Yesterday our application was largely unavailable for just over 4 hours. Our application runs on kubernetes and automatically restarts failed pods. Initially we noticed that a subset of pods were becoming unresponsive and being restarted quite frequently. The behavior was indicative of heightened level of traffic so we scaled up to meet demand. This did not help the problem.
We started poring over application logs to find anything that might be out of the ordinary and found that requests to our instant preview cluster were timing out and taking up to 60 seconds. We quickly deployed a fix to decrease the timeouts on requests to the preview cluster. This freed up the hanging connections to serve other requests and brought the main application back into a stable state.

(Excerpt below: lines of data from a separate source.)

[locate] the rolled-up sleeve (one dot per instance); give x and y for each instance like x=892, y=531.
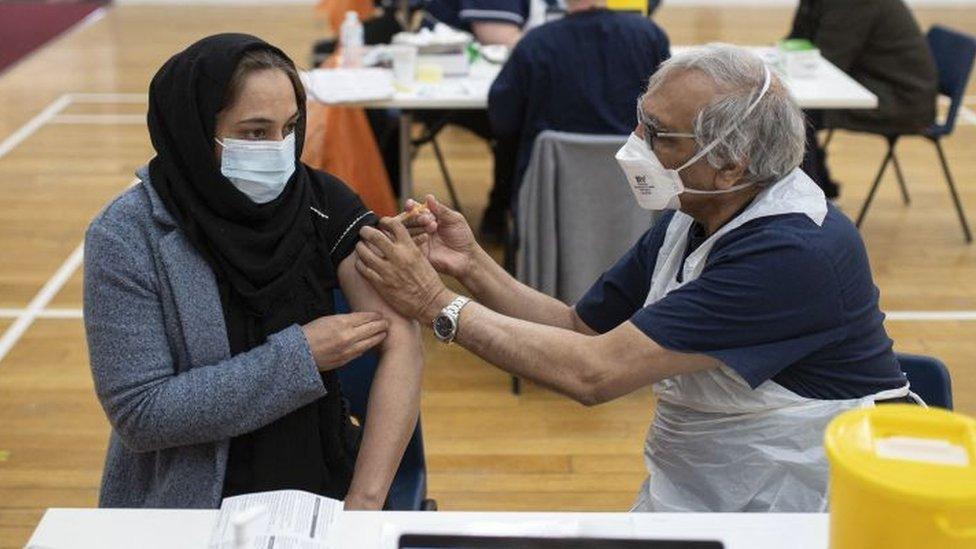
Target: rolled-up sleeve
x=148, y=403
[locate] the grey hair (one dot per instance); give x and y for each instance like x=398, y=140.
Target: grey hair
x=770, y=141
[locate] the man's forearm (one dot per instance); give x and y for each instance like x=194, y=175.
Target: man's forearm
x=563, y=360
x=491, y=285
x=394, y=404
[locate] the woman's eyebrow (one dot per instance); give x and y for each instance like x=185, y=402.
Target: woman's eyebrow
x=256, y=120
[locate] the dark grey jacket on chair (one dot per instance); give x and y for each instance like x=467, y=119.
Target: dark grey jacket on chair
x=161, y=360
x=576, y=215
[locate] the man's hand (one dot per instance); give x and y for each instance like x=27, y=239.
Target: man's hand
x=397, y=269
x=335, y=340
x=443, y=235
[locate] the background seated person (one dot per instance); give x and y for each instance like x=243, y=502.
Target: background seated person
x=580, y=74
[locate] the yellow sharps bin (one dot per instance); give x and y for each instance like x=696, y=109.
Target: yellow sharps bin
x=902, y=476
x=636, y=6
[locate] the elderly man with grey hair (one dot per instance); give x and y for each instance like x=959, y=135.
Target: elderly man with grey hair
x=750, y=309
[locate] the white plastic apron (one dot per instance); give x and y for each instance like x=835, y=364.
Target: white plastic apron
x=715, y=443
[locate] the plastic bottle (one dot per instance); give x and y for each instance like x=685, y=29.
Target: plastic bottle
x=351, y=40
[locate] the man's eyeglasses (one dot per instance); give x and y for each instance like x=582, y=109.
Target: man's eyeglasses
x=651, y=132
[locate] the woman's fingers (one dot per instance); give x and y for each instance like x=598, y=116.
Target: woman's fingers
x=370, y=329
x=361, y=318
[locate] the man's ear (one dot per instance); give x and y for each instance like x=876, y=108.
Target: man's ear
x=729, y=176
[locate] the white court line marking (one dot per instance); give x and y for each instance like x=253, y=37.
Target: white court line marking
x=34, y=124
x=109, y=97
x=43, y=297
x=46, y=313
x=895, y=316
x=35, y=309
x=99, y=119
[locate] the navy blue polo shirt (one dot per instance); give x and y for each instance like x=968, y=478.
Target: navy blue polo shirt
x=582, y=73
x=461, y=13
x=779, y=298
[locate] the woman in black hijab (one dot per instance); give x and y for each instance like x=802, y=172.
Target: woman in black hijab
x=228, y=216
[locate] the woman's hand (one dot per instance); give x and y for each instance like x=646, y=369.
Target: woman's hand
x=335, y=340
x=443, y=235
x=396, y=268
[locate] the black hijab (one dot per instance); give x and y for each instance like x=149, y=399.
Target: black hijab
x=270, y=262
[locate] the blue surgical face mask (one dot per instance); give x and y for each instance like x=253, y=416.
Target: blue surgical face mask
x=259, y=169
x=658, y=188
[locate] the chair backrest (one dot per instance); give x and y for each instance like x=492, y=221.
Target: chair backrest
x=409, y=488
x=929, y=379
x=954, y=53
x=576, y=215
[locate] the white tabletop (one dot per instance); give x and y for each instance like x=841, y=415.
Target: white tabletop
x=830, y=88
x=152, y=528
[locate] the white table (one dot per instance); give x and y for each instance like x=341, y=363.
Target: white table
x=830, y=88
x=151, y=528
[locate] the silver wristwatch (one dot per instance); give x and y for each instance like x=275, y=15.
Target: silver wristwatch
x=446, y=323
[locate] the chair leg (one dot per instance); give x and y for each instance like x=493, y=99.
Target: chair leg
x=901, y=179
x=874, y=188
x=952, y=191
x=446, y=175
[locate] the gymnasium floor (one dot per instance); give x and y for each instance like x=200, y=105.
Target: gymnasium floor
x=72, y=132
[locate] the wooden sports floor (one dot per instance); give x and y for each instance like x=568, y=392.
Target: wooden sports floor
x=68, y=145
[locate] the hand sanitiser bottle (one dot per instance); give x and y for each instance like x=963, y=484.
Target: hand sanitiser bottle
x=351, y=40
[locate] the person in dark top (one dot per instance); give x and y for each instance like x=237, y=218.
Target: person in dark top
x=750, y=310
x=209, y=302
x=582, y=73
x=490, y=21
x=879, y=44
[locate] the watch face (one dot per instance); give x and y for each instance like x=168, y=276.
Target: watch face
x=443, y=326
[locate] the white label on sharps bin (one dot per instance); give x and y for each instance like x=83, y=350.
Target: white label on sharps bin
x=926, y=450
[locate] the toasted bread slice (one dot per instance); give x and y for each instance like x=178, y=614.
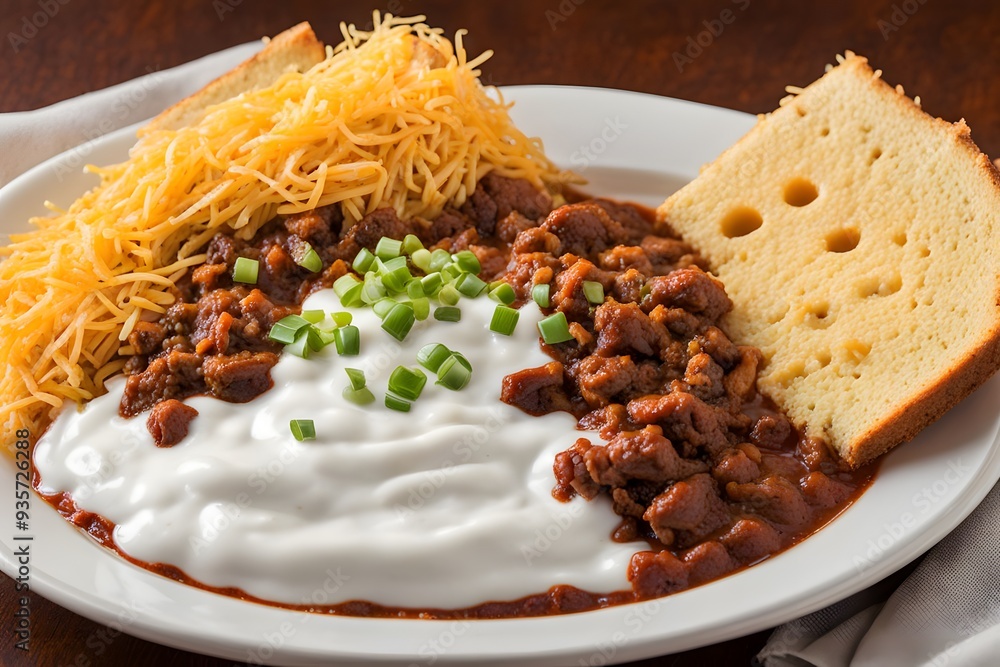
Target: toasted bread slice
x=858, y=239
x=296, y=48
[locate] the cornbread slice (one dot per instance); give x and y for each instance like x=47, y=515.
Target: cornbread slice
x=296, y=48
x=858, y=239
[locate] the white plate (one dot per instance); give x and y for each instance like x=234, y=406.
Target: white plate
x=630, y=146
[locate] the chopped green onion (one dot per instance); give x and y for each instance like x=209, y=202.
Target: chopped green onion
x=399, y=321
x=310, y=260
x=421, y=308
x=462, y=360
x=344, y=283
x=287, y=328
x=383, y=306
x=594, y=291
x=303, y=429
x=282, y=334
x=325, y=337
x=440, y=258
x=388, y=248
x=448, y=295
x=451, y=273
x=504, y=320
x=300, y=347
x=432, y=355
x=503, y=293
x=540, y=295
x=348, y=340
x=373, y=289
x=411, y=244
x=396, y=403
x=414, y=288
x=363, y=261
x=431, y=284
x=395, y=275
x=352, y=296
x=245, y=270
x=362, y=396
x=555, y=329
x=453, y=374
x=447, y=313
x=467, y=261
x=407, y=382
x=357, y=377
x=470, y=285
x=421, y=259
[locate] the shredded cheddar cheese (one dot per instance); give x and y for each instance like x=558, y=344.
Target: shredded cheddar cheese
x=394, y=117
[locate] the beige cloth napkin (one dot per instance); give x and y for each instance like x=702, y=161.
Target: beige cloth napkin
x=30, y=137
x=946, y=612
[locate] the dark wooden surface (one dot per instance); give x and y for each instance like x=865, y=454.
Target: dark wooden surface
x=732, y=53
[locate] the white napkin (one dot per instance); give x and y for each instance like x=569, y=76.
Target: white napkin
x=30, y=137
x=946, y=612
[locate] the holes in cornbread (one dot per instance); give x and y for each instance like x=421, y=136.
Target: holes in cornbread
x=843, y=240
x=800, y=192
x=741, y=221
x=879, y=285
x=817, y=315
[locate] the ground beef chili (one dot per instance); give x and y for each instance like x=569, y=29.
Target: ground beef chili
x=695, y=462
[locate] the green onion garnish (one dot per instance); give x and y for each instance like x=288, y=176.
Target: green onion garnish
x=383, y=306
x=504, y=320
x=287, y=328
x=363, y=261
x=594, y=291
x=448, y=295
x=432, y=355
x=407, y=382
x=310, y=260
x=347, y=339
x=373, y=289
x=421, y=308
x=411, y=244
x=357, y=378
x=470, y=285
x=448, y=313
x=245, y=270
x=303, y=429
x=414, y=288
x=396, y=403
x=440, y=258
x=362, y=396
x=540, y=295
x=431, y=284
x=467, y=261
x=555, y=329
x=503, y=293
x=453, y=374
x=399, y=321
x=388, y=248
x=421, y=259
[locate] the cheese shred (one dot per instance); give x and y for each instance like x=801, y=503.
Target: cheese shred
x=392, y=117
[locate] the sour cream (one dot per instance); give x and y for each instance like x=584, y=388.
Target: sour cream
x=448, y=505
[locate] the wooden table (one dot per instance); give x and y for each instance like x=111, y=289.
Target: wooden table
x=732, y=53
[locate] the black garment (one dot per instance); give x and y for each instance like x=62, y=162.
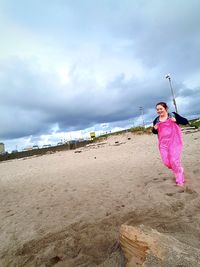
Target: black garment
x=179, y=120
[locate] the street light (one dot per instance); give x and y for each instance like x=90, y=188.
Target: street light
x=174, y=101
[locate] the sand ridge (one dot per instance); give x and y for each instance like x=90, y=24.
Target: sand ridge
x=65, y=209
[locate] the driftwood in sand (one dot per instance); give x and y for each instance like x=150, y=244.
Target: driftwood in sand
x=147, y=247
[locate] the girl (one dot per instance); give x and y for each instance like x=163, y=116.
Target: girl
x=166, y=125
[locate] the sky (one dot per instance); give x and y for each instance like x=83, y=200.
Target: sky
x=68, y=67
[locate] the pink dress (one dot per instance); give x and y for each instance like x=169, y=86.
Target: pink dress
x=170, y=146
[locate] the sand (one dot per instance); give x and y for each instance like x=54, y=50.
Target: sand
x=65, y=209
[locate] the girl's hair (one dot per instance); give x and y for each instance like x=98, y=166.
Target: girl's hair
x=163, y=104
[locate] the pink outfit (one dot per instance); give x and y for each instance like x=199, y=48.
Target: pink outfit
x=170, y=146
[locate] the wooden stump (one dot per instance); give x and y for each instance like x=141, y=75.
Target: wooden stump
x=147, y=247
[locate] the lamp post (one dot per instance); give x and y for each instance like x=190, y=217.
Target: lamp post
x=170, y=84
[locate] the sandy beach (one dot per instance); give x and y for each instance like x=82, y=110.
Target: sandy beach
x=65, y=209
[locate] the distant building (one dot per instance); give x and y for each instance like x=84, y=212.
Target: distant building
x=2, y=148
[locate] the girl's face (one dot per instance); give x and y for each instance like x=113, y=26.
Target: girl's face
x=161, y=110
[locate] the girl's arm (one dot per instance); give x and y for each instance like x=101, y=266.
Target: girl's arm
x=154, y=130
x=180, y=119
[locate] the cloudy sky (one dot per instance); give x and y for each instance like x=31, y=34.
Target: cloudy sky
x=71, y=66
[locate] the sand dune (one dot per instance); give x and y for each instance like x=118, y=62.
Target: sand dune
x=65, y=209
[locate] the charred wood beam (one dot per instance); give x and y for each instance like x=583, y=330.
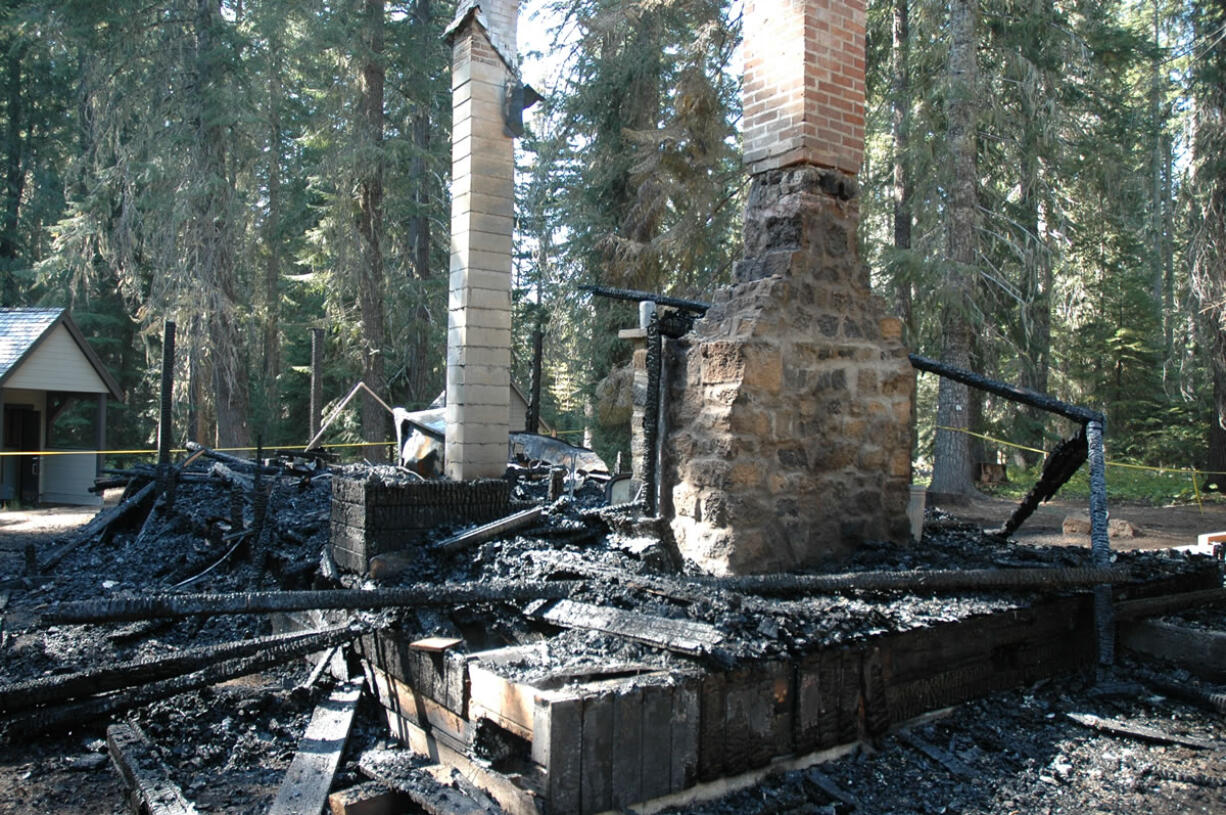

On initial investigation of the issues with the preview cluster we found that all nodes were in a NotReady state. We attempted to deploy a new node pool but were met with an error from Google Cloud that stated we did not have a billing account attached to the project. We confirmed that we did in fact have a billing account attached to the project and called Google Cloud Billing Support for assistance. They were unable to identify any issues on their end and, after a lengthy discussion over the phone, were unable to help us. We spent another hour trying to understand what was causing the error when suddenly the nodes came back online and we stopped seeing the error we were getting from Google Cloud.
So, as of right now it is unclear what the cause was but it appears to have been an error with the Google Cloud Billing system. We will continue to investigate this issue with Google Cloud.